Expectedly, the general trends seen through steady state FA imaging were repeated using correlation time imaging [Figs. 9(a)–9(d) and Table 3] and observing its histograms [Fig. 9(e)]. CD2 exhibited higher correlation times relative to CD1 and the attachment to gold also increased the correlation time in each CD. However, two main additional findings demonstrated the superiority of correlation time imaging. First, as evident in Table 3, the FWHM followed the same trends as the mode (contrary to the steady state FA investigations). Second, following the difference between the FI imaging (Fig. 3) and the FLT imaging (Fig. 5), the correlation time imaging provided more detailed images relative to the steady state FA images (Fig. 8). In agreement with the Fl-Gly maps [Figs. 3(e) and 3(f)], the correlation time images of the CDs revealed a more viscous area in the center of each image. This supports the thesis that in each sample the less viscous fluid tends to diffuse more rapidly to the peripheral area (all CDs were dissolved in water, which diffused faster).

Fig. 9

(a)–(d) Rotational correlation time maps and (e) histograms of the CDs ($\theta$ is represented by a color scale from 0 to 5 ns for CD1 and 2 to 20 ns for CD2). In accordance with the findings of the steady state FA, CD2 exhibited higher $\theta$ relative to CD1 and the increase of $\theta$ in each CD due to the attachment to gold is evident.

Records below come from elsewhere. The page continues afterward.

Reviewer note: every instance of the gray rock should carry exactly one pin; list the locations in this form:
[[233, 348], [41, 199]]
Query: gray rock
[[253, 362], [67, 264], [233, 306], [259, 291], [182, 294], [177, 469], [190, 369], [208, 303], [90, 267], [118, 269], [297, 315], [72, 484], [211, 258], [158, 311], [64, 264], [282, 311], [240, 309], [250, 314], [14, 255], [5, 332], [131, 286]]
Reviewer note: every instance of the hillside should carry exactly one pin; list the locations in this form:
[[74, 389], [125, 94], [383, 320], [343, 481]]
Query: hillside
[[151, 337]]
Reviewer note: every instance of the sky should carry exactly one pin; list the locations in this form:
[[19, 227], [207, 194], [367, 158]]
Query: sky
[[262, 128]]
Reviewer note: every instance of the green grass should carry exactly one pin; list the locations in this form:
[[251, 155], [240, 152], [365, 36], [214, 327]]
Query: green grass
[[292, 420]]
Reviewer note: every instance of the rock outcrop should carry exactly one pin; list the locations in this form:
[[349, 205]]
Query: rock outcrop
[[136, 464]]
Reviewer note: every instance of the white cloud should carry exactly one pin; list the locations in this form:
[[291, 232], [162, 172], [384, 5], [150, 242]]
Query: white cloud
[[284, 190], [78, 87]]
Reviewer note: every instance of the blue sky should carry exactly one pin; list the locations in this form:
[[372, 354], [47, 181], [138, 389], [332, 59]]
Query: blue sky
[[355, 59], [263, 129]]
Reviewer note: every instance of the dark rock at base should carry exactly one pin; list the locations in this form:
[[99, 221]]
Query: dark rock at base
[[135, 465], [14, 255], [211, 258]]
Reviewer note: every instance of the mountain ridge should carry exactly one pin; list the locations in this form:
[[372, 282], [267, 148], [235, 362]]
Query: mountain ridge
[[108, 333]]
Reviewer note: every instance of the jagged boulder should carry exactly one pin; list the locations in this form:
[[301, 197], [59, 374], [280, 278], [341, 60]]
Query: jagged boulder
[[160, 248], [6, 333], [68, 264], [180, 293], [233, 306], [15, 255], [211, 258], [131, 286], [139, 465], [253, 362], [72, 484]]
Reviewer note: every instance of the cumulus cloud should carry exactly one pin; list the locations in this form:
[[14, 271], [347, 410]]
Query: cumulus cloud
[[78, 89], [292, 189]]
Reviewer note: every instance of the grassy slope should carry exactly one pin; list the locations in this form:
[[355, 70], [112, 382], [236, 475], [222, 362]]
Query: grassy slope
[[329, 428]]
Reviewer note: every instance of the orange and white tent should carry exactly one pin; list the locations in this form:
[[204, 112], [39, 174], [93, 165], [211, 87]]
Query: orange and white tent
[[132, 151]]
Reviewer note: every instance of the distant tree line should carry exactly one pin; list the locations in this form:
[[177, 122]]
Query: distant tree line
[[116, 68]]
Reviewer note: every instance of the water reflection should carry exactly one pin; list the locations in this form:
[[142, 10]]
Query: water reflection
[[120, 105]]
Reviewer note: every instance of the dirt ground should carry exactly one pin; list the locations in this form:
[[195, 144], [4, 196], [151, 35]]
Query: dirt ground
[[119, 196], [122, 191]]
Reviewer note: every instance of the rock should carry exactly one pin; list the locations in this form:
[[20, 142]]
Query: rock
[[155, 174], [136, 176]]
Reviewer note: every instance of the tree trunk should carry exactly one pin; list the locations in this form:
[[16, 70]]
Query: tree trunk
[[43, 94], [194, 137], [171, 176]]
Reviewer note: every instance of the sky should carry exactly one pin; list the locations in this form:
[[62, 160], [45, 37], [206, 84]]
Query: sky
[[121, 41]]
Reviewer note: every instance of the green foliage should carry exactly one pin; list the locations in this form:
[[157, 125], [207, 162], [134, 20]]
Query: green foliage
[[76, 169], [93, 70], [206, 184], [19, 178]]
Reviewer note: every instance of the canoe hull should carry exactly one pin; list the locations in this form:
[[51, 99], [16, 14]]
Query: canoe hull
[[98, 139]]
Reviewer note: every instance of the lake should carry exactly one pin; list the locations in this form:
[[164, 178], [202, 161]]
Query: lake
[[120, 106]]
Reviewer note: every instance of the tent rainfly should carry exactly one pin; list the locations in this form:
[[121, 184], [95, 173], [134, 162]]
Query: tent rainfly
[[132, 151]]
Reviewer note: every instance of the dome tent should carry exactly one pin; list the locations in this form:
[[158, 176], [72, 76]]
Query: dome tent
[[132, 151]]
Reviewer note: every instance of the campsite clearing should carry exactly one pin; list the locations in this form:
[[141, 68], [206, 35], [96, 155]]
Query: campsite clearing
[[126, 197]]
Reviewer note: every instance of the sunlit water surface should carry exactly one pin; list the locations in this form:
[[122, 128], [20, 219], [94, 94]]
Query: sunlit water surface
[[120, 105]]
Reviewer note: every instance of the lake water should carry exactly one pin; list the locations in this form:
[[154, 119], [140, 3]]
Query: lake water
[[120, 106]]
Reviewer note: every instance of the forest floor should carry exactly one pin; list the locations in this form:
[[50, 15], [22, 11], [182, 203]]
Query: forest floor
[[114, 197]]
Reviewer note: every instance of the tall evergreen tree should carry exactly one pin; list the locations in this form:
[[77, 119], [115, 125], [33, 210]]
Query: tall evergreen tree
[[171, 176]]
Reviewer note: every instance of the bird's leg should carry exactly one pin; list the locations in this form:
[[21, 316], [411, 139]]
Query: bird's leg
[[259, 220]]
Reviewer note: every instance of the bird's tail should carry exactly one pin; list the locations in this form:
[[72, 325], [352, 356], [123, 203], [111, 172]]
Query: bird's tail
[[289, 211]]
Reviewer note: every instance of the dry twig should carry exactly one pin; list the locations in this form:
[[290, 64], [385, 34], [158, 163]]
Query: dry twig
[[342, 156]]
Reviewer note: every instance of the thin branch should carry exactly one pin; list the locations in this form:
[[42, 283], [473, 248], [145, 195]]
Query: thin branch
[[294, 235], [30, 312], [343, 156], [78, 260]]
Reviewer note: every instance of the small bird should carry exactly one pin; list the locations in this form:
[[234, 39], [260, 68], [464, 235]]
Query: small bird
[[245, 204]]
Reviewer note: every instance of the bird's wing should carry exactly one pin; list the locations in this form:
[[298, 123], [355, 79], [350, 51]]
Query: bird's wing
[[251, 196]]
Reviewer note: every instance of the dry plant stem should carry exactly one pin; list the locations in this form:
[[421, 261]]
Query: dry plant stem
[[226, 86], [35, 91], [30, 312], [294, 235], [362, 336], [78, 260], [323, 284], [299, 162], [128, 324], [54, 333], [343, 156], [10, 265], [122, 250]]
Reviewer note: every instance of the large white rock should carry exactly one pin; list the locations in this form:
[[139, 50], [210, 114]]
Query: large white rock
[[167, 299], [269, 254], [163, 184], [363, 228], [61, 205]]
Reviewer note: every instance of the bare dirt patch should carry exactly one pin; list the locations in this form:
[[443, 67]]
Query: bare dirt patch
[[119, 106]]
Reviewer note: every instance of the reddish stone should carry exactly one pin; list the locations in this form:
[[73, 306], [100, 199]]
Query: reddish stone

Finally, the fluorescence characteristics of the steady-state FA and FA decay are summarized in Table 3 using the mode and FWHM of each parameter distribution. Moreover, the mode of the fundamental FA ($r_0$) is also presented. CD2 exhibited about collinear absorption and emission transmission moments (indicated by about maximal value of 0.4), contrary to CD1, which exhibited lower fundamental FA. This supports the second thesis (end of Sec. 3.2.1) that the absorption and emission in CD2 involving the same electronic transition and hence have nearly colinear moments, whereas the excitation in CD1 is into higher electronic state (n-Π* transition in CD2 vs Π -Π* transmission in CD1).